A crew of men gather at a mine in McDowell County, West Virginia. They have a quick meeting, say a prayer, and head down into the mountain, into the dark, where their mining machine waits to crush rock. It's controlled via an industrial interface that looks like a battle-hardened large controller for a 1980s Nintendo.
After it's ground out of the earth, the flammable rock on which the world's power system depends gets conveyed up and out, where it's sold, and then burned for electricity. Somewhere.
This is the rare peek that we get into the life of coal miners in the documentary Hollow. The snippet we see above has no narration. We follow the workers down, silently.
This is the reality that underpins about 45 percent of our electrical grid. It's hard: physically, psychologically. It's not typing on a MacBook Air.

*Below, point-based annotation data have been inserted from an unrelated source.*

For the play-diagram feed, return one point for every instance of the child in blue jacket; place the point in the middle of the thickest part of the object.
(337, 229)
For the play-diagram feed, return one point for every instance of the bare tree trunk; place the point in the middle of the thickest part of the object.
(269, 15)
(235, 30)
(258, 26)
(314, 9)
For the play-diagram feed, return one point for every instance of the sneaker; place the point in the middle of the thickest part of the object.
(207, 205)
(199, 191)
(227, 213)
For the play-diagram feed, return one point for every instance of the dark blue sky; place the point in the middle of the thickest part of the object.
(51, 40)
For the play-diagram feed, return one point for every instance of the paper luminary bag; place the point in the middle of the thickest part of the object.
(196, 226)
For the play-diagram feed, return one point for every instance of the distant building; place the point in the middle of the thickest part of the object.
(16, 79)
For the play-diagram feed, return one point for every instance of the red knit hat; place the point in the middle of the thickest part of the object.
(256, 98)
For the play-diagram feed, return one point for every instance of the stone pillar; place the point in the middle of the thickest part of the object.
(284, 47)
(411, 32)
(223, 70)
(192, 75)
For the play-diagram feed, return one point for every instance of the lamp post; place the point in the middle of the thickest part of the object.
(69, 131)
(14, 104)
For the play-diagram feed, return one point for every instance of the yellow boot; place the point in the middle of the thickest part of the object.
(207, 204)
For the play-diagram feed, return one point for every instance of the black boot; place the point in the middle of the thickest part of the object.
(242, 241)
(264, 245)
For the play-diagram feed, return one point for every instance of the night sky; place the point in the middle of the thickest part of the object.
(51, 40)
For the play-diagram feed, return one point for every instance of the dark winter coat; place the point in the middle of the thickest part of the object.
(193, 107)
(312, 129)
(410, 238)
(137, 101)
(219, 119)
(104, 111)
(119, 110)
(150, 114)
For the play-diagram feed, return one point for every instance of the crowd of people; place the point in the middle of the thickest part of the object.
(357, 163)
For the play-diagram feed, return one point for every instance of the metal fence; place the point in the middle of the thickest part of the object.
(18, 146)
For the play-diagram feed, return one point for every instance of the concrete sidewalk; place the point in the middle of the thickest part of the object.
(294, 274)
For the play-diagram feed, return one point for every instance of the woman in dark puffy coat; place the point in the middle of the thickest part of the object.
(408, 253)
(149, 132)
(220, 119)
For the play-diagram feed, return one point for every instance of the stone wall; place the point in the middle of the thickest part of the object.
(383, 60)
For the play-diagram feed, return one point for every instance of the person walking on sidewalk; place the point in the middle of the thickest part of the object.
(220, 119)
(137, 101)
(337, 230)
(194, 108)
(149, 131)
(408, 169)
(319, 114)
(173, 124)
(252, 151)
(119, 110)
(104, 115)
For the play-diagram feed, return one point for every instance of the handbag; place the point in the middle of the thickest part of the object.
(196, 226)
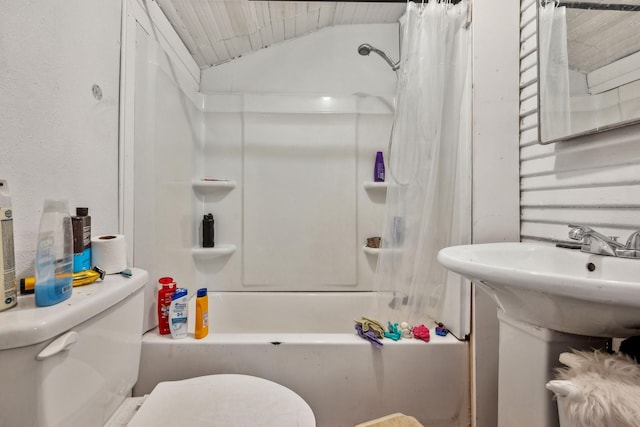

And yet, burning coal is still the cheapest way to produce electricity, if you don't factor in environmental externalities. For that reason, coal is tough to beat, especially in the developing world, where the costs of not having any kind of electricity seem higher than the costs of having dirty electricity. Energy analyst Gregor MacDonald calls coal "the ignored juggernaut," and he points out that global coal consumption is up 50 percent over the last decade, the same timeframe in which green power came to the fore in the Germany, the US, and several other wealthy countries.
And those billions of tons of coal get pulled out machine by machine, person by person in mines a lot like this one.